Artinya:  "وَانْحَرْ artinya menghadaplah ke kiblat sembelihanmu. Hal ini sebagaimana yang dikatakan oleh Ibnu Abbas, Al-Farra', Al-Kalbi, dan Abu Al-Ahwas. Seolah-olah Allah SWT berfirman: "Ka'bah adalah rumah-Ku, dan dia adalah kiblat shalatmu. Sedangkan hatimu adalah kiblat rahmat-Ku dan perhatian-Ku.
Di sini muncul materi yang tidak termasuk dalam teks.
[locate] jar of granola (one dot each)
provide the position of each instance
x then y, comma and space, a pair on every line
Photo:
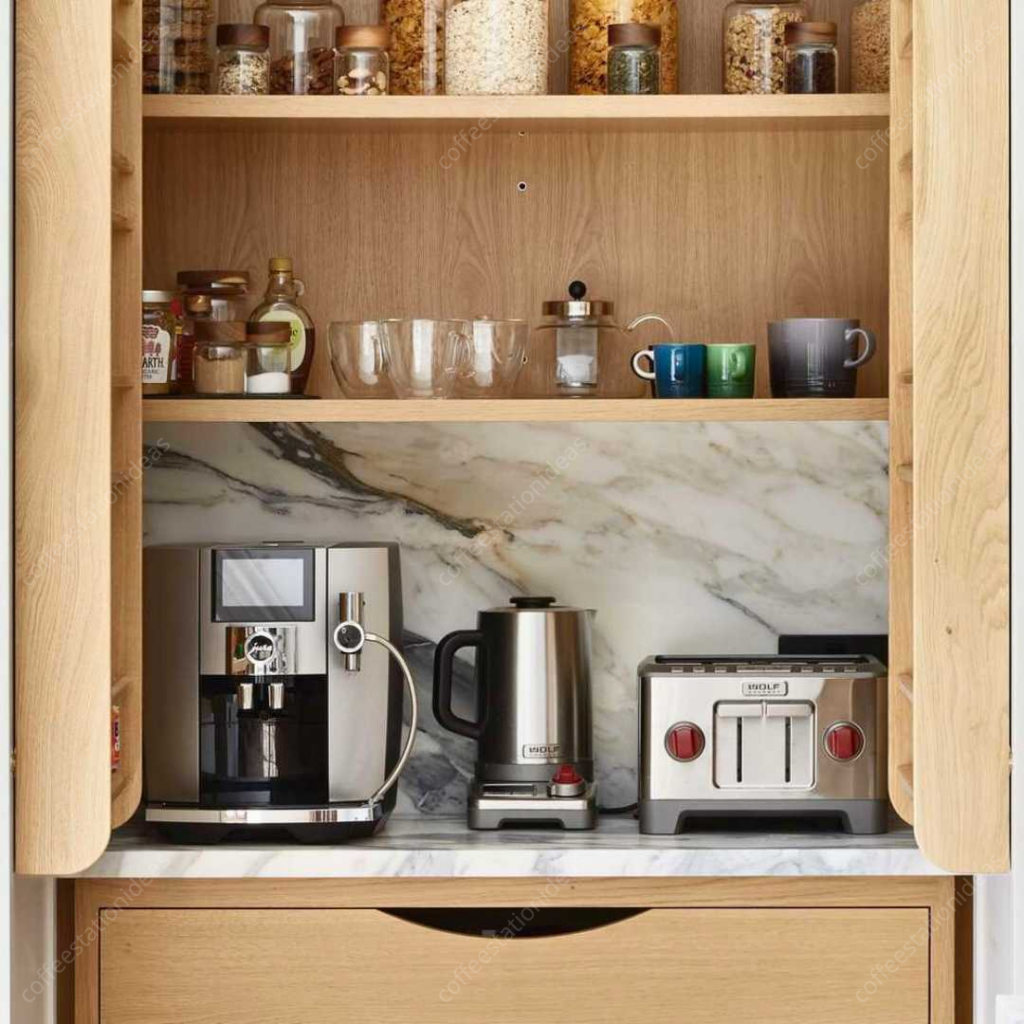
754, 44
869, 46
417, 52
589, 20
Maka, jadikanlah kedua kiblat itu saling berhadapan." (Syekh Nawawi Banten, Tafsir Marah Labib..., halaman 571).

 

Dengan demikian, ayat kedua Surah Al-Kautsar ini merupakan perintah Allah SWT untuk melaksanakan shalat dan berkurban sebagai bentuk rasa syukur atas nikmat yang telah diberikan. Pun, ayat ini mengandung beberapa makna dan hikmah penting, di antaranya pentingnya rasa syukur, shalat sebagai ibadah utama, dan kurban sebagai bentuk ibadah sosial. Tentu, sebagai muslim, kita hendaknya meneladani Nabi Muhammad SAW dalam melaksanakan shalat dan berkurban, serta menerapkannya dalam kehidupan sehari-hari. Wallahu a‘lam.

 

Ustadz Zainuddin Lubis, Pegiat kajian Islam.